The goal of the day is clear: to demystify regulatory requirements and demonstrate how early insight into certification and legislation can strengthen the chances of bringing health technologies safely and efficiently from idea to market.

At the regulatory theme day, participants are equipped to navigate the regulatory landscape through concrete examples, hands-on exercises, and experience-based presentations.

Regulation is the next step in the research project

Medical doctor and PhD student Frederik Duedahl is part of the RAPTOR project, which is researching an AI model for the detection of lung cancer, developed in collaboration between OUH and the University of Southern Denmark. The project is currently in a phase where regulatory aspects are highly relevant, yet can seem overwhelming.

- My biggest takeaway is that it is not solely my responsibility as a researcher. We need to ensure that we seek support for this part of our project. As a researcher, you often take pride in your work, and it can feel like a failure if there is something you cannot handle yourself. But it is not, and that is why initiatives like MedTech Odense, which bring together competencies and guidance, are such a great idea, says Frederik Duedahl, who works at the Department of Cardiothoracic Surgery at Odense University Hospital.

His next step is to seek support to move the RAPTOR project forward in the regulatory process.

Increased knowledge can strengthen communication of regulatory matters

Lone Boysen Lauridsen works with innovation and digital skills training at the Learning and Research House at the Hospital of Southern Jutland. She is part of an innovation service for staff with promising ideas, where they can receive advice and guidance on how to approach their ideas.

 

There are many requirements that need to be met. It is important that employees can receive advice and support to bring their ideas forward, so they do not stall.

Lone Boysen Lauridsen, Learning and Research House, Hospital of Southern Jutland

 

She keeps up to date with developments in regulatory requirements, which is why she attended the theme day. She is particularly interested in the RegMetrics platform presented during the event.

- It is important to have support tools – both for those of us who advise on projects and for the staff who carry them out. There are many requirements to comply with.

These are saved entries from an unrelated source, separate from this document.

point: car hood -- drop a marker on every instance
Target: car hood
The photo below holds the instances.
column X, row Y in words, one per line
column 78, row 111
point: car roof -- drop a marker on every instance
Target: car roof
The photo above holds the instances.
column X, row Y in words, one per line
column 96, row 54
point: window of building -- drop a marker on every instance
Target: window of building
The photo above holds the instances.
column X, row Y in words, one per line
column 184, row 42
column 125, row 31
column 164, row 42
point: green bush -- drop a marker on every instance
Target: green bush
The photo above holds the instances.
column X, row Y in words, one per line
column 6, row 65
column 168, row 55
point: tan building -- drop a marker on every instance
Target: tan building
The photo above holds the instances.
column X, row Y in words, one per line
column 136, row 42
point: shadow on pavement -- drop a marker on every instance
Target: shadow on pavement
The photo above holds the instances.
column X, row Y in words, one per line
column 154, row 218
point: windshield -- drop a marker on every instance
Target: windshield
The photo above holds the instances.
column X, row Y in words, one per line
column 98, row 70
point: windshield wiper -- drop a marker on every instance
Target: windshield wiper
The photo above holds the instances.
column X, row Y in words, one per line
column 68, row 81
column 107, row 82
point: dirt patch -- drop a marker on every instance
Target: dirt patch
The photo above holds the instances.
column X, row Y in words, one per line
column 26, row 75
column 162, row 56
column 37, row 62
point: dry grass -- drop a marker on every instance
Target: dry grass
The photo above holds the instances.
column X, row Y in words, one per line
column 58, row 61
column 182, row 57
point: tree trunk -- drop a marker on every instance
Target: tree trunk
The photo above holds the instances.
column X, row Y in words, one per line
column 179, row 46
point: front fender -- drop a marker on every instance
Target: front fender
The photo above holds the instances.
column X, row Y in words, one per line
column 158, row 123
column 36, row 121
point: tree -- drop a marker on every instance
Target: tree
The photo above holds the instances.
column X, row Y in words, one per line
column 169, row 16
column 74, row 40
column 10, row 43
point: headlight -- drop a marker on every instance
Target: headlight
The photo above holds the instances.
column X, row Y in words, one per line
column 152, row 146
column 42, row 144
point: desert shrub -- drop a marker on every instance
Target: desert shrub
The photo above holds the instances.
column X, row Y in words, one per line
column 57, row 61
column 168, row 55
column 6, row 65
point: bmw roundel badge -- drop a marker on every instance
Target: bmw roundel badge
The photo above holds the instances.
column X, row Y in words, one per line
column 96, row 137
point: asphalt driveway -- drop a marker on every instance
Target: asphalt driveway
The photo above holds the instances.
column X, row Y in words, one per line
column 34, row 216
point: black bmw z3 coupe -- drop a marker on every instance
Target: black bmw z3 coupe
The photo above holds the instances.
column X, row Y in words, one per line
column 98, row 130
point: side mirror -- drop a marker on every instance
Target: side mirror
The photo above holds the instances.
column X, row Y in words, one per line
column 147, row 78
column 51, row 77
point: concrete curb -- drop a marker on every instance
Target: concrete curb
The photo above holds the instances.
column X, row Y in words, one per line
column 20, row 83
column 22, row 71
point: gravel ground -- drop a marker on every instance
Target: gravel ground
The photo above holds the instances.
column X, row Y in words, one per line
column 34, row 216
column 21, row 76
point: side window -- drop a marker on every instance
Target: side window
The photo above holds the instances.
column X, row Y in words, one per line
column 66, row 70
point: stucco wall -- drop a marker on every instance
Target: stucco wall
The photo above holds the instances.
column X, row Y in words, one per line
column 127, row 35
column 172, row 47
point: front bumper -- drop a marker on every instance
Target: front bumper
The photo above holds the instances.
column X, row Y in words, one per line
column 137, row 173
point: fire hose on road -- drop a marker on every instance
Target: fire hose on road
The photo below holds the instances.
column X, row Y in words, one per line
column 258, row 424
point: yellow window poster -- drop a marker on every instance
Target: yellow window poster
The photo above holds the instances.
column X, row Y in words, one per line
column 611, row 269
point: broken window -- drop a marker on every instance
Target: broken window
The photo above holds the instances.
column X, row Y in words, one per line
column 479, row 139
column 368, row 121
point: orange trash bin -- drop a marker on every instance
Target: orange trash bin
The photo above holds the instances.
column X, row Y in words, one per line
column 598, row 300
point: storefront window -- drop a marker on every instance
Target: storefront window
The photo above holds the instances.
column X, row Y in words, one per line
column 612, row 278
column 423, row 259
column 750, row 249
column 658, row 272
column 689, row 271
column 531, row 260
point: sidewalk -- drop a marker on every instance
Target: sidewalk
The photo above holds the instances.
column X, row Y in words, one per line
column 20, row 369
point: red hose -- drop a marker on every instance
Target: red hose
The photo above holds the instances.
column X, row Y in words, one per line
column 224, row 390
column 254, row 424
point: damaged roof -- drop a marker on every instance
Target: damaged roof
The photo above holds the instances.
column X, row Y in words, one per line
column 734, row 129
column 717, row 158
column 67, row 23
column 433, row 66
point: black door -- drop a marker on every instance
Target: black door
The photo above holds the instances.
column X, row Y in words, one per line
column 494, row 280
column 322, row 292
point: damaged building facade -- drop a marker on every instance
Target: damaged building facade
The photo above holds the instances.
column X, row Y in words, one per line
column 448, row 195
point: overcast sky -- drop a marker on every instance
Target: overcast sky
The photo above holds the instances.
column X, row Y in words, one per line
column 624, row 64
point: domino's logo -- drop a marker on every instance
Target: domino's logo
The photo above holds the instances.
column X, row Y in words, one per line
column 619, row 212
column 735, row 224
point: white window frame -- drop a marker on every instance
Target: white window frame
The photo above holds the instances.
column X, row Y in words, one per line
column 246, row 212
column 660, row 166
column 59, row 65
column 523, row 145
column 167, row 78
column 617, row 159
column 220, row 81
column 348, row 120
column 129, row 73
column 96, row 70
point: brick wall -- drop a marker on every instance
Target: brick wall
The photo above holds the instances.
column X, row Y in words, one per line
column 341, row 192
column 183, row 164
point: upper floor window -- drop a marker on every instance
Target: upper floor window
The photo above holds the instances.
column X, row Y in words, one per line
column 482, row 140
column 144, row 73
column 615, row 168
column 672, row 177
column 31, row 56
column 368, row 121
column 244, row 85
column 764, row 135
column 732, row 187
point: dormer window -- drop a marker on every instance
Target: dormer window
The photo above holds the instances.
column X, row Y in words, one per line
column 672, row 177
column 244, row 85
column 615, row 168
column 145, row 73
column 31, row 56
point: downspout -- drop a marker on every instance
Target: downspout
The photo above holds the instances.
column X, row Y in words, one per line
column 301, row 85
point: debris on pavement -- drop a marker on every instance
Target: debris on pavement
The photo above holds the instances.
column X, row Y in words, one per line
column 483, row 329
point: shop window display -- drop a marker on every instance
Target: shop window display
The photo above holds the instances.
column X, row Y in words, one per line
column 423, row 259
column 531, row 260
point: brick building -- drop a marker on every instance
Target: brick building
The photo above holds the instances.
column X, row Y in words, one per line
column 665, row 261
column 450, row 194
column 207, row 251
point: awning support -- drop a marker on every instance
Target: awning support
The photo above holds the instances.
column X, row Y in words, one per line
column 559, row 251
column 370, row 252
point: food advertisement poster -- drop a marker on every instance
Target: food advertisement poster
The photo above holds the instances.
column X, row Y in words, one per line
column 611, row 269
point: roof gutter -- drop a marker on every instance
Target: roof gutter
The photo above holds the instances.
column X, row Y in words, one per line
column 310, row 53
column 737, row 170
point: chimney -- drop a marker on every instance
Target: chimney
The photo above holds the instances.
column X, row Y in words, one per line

It is essential that employees can receive advice and support to bring their ideas forward, so they do not stall, she explains.

Another participant interested in the digital platform is Kirsten Klejs Breiting from the research support unit OPEN at OUH, which assists healthcare researchers in the Region of Southern Denmark with their research projects.

- We are interested in finding out how we can best support researchers – both in terms of classification and in relation to the legislation and standards they need to follow, she says.

- We need to put the digital platform into use so that researchers can progress several steps further before they come to us.

Regulation can be integrated into applications

Although it may appear to be a barrier, regulatory considerations can be transformed into a lever and a guiding element in research and innovation projects.

 

"You need to start looking at regulatory aspects early, as there are many elements within regulation that you can use in funding applications.”

Rita Hendricusdottir, CEO, RegMetrics

One of the day’s speakers is Rita Hendricusdottir, CEO of a startup that has developed the RegMetrics platform. The digital platform guides innovators through the early regulatory stages and helps build a strategic approach in projects.

She highlights one point that is particularly important for academics working on developing medical products or software.

- You need to start looking at regulatory aspects early, as there are many elements within regulation that you can use in funding applications. There are specifications for how you can conduct testing and which requirements you need to meet when developing your product. Thinking about regulatory aspects early can therefore save you a lot of time later on, she says.

MedTech Odense focuses, among other things, on regulatory aspects and works to increase the sharing of knowledge and know-how in this area within the field of health technology.

The RegMetrics platform will soon be available to employees at SDU and in the Region of Southern Denmark. If you are an employee, you can create an account using your rsyd or SDU email.